Code Monkey home page Code Monkey logo

Comments (31)

jbms avatar jbms commented on May 15, 2024 2

I do think "zip" support is a very useful addition to tensorstore, and I'm sure many other users would also make use of it.

But a key design principle of Tensorstore is to equally support both the local storage and cloud storage. The issue isn't about adding support for specific cloud storage protocols to the zip driver, like https, gcs, s3. Rather, issue is that the zip kvstore driver should be an adapter on top of a base kvstore, like the neuroglancer_uint64_sharded or ocdbt kvstores, and be agnostic to the underlying storage:

https://google.github.io/tensorstore/kvstore/neuroglancer_uint64_sharded/index.html
https://google.github.io/tensorstore/kvstore/ocdbt/index.html

For example, to access "path/in/zip" within a zip file at c:\my\zip\file.zip would use a spec of:

{"driver": "zip", "path": "path/in/zip", "base": {"driver":"file", "path": "c:\\my\\zip\\file.zip"}}

while to access gcs, it would be:

{"driver": "zip", "path": "path/in/zip", "base": {"driver":"gcs", "bucket": "my-bucket", "path": "path/to/file.zip"}}

The zip driver itself would merely use the kvstore::Driver interface and need not concern itself with what the underlying storage is at all.

Your current implementation is a great proof of concept for adding zip support to tensorstore, but broadly the issues with it currently are:

  • The JSON spec does not match other kvstore in tensorstore that serve as adapters on some underlying kvstore, and doesn't lend itself to support other underlying storage in the future.
  • The implementation is also specifically designed around accessing the local filesystem directly, and can't really be incrementally changed to do all I/O through the kvstore::Driver interface.

from tensorstore.

laramiel avatar laramiel commented on May 15, 2024 2

With commit 4556546 I added rudimentary reading of ZIP files; rudimentary because some compression formats not supported, nor did I implement PKAES support.

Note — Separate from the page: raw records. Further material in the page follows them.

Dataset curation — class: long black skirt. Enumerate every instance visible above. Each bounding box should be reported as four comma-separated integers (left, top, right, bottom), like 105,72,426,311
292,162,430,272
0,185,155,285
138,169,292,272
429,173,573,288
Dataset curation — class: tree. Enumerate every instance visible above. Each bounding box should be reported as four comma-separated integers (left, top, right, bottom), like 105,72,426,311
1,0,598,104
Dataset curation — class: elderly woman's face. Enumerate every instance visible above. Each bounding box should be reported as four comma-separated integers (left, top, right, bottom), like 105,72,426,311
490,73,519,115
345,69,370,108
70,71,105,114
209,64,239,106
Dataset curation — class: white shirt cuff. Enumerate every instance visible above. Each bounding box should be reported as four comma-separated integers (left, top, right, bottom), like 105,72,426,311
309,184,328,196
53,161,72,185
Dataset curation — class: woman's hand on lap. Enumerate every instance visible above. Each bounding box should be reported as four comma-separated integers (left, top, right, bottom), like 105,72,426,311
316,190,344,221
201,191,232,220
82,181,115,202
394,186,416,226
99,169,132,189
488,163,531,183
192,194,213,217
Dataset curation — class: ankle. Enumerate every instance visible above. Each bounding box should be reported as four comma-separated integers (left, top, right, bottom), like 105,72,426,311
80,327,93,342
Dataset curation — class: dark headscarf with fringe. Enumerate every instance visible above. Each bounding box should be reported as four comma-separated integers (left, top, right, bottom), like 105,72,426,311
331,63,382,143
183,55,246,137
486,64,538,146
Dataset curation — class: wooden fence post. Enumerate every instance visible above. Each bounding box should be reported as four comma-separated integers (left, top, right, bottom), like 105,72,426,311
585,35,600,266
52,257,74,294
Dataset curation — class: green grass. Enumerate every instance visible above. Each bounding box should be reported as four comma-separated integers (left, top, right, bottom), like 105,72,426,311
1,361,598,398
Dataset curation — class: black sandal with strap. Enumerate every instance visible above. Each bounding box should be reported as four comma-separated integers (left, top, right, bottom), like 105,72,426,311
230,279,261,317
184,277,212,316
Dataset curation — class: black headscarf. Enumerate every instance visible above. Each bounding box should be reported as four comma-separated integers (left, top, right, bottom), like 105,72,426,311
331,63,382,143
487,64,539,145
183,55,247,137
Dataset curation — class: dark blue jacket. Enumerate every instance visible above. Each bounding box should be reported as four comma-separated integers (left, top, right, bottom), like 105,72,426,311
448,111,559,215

There don't appear to be ZIP libraries which support nice async interfaces, so most of this is bespoke.

from tensorstore.

jbms avatar jbms commented on May 15, 2024 1

This commit (not pushed to the main branch) shows how it can be done:

jbms@5d8ce40

This seems to work on Linux, I haven't tested on Windows but you can probably get it to work with some minor tweaks if necessary. It could use some refinement for the additional optional functionality but should be enough for you to get started.

from tensorstore.

jbms avatar jbms commented on May 15, 2024 1

I just pushed a new version to this branch https://github.com/jbms/tensorstore/tree/add-minizip-ng

I had forgotten to specify hdrs and strip_include_prefix.

from tensorstore.

jbms avatar jbms commented on May 15, 2024 1

The minizip_ng.BUILD.bazel file needed to be updated to add the bzip2 and lzma dependencies. I pushed an updated version.

from tensorstore.

dzenanz avatar dzenanz commented on May 15, 2024

Can I do something to help this along?

from tensorstore.

jbms avatar jbms commented on May 15, 2024

You could certainly take a stab at implementing it. The closest existing driver is the neuroglancer_uiny64_sharded driver:

https://github.com/google/tensorstore/blob/master/tensorstore/kvstore/neuroglancer_uint64_sharded/neuroglancer_uint64_sharded.cc

And we'd be happy to provide guidance.

Due to the need to operate asynchronously, most likely existing zip libraries would not be directly usable. Personally I would probably use the Python standard library zipfile.py implementation as a reference.

The simplest way to implement write support would be the same as for neuroglancer_uiny64_sharded: just rewrite the entire zip file for each update. Using tensorstore transactions you can ensure the zip file is only written once. Append support could be added later but would be an added complication.

from tensorstore.

dzenanz avatar dzenanz commented on May 15, 2024

As I believe that typical use for zip files is to write once, "rewrite the entire zip file for each update" should be totally fine.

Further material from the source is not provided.